Formula One racing owes a lot to 3D printing, whether it’s prototyping or final parts. 3D printing can reduce the cost of prototyping and fabrication, allows for complex assemblies to be created in fewer parts, and speeds production, just to name a few of its benefits in the automotive sector. Progressive Technology and Betatype recently learned this first-hand when they worked together on a Formula One race car, creating a proof-of-concept heat exchanger that was designed to reduce weight by taking advantage of empty spaces within the car.
Progressive Technology started as a small shop providing high-end machining and engineering services to customers that included Formula One companies. It began as a CNC machining service, then started working with additive manufacturing when it merged with metal 3D printing experts Innovate 2 Make.
“We recognised the benefits of 3D printing metals to create lighter weight parts faster and on demand,” said Steve Shadwell of Progressive. “Teaming up with I2M was a great way to extend this technology and benefits to our clients. We had cultivated their trust over the years and they were thrilled to be exploring this emerging technology with us.”
Through the merger and subsequent work with 3D printing, Progressive came to be introduced to Betatype.
“Betatype initially came to us as a customer to trial technology on an EOS machine we had,” said Dave Cooper of Progressive. “We had good rapport with the team from the start and recognised their unique technology and expertise when it came to creating lightweight structures using our existing AM machines. We started to explore other opportunities to work together with them from there.”
The two companies began working together on the heat exchanger. They replaced the radiator’s thin walls with a diamond lattice pattern with over 750,000 elements, which increased surface area while reducing weight. Progressive Technology still needed to produce the part quickly enough to make it economically viable for its client, which would be impossible using conventional methods of production.
“Off the shelf AM machines can handle general purpose geometry well enough, however this generic approach lacks fidelity when dealing with small scale structures,” said Cooper. “General purpose approaches can also be very inefficient with regards to data handling, overloading the AM machine software and resulting in crashes. This method resulted in build times of more than 100 hours, making this complex part too expensive to bother producing for Formula One. Using Betatype’s unique scanning technology and software, however, we were able to build the heat exchanger in a fifth or even a tenth of the time – making it a feasible design that can provide the competitive advantage our clients are looking for.”
Lattice structures have been limited in Formula One racing, as they’re difficult to test for strength. The scale of the small struts makes them difficult to analyze, and testing results can be 30% to 40% off, making it seem as though a structure can bear more weight than it actually can. What Betatype and Progressive Technology did, however, was to produce lattice structures with empirical properties, making strength and performance known quantities. This reduces both risk and the need for additional material, translating to better weight distribution within the cars. Progressive was able to measure for strength and thickness by putting a lattice from Betatype into a test machine to see how it reacts under force.
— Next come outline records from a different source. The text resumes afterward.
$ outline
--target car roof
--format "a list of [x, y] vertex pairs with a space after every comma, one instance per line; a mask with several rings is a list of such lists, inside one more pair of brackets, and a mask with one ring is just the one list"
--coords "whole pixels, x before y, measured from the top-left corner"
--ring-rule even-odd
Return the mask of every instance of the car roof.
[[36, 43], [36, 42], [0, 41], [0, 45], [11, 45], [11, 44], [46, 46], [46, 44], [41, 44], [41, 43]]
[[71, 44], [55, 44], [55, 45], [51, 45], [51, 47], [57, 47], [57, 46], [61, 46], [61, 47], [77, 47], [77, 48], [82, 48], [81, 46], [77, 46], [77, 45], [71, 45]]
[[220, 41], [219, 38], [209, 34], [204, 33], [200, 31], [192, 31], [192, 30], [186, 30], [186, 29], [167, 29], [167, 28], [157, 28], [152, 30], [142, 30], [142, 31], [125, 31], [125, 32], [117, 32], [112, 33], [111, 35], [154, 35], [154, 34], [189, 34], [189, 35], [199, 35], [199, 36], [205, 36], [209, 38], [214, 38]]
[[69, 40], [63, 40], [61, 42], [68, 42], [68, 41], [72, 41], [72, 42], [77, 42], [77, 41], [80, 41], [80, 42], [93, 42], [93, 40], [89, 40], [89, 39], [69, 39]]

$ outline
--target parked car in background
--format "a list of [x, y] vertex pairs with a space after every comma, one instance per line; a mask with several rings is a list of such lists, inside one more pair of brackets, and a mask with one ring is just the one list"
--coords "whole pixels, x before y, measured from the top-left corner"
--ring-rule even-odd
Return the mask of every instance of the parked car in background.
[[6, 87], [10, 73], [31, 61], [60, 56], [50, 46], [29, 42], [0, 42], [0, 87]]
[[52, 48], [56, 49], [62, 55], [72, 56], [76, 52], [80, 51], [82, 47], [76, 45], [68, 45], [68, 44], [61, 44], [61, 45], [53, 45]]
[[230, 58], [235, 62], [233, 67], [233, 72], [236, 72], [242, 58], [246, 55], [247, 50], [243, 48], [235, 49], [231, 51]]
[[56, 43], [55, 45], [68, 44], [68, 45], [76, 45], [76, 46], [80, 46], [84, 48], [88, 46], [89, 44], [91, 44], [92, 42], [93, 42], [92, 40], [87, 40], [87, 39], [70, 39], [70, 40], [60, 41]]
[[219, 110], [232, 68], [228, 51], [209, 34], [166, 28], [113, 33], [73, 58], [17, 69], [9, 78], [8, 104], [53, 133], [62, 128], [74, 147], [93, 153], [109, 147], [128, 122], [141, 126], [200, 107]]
“The lattice becomes a structure with known properties, which means our customers can count on it to carry the load,” said Cooper. “The reliable data means they can then reduce the thickness of solid walls elsewhere in the component, saving weight and generating a performance advantage. This is a step beyond what others can do.”
The partnership between Betatype and Progressive Technology has led to a great deal of innovation, which in turn leads to better results for both companies’ customers.
“Betatype has helped us to push the boundaries to see what AM is capable of for Formula One and beyond,” said Cooper. “They have us experimenting with new materials minimum feature sizes, hexagonal grids and other alternatives to solid welds – all of which OEM machines are not usually geared up to do. Our partnership is definitely a two-way street. Working together we’ve been able to achieve more for our customers, businesses and the industry.”